Anonymous wrote:Years ago, I really loved writing. I wrote a lot of short stories and essays and mostly false starts. As I have gotten older, my responsibilities and work have really worn me down so that I don't really do any of my hobbies, much less something as time consuming as writing. My dream is to write a book one day (or even just a published short story or essay). If you have written a novel or any kind of book, how did you do it? Were you able to do it part time or is your career writing?
TIA!
My career is writing – I'm a novelist. Yes, I earn a living wage from it. Published by one of the NY houses. (Self-publishing seems like so much more work! Hats off to anyone who chooses that path.)

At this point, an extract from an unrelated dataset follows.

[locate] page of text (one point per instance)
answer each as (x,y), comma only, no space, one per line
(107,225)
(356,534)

You seem to be looking for advice, but I don't really have any magic counsel to give. There is no real secret to it but work. All books are written the same way: one sentence at a time, one paragraph at a time, one page at a time. If you commit to writing a page every day for the next year, you will have a novel-length manuscript by the end of it.
Actually, I do have some advice, though I am terrible at following it: write forward and do not revise as you go. Only revise once you have finished the draft. Annie Lamott has a wonderful take on this approach, which you can find if you google "shitty first drafts." This is also the approach espoused by happiest, healthiest, least neurotic novelists I know. And then there are the rest of us...
Finally -- if you aren't a voracious reader, chances are you won't be a very good writer. That truth holds true in nearly every instance I can recall.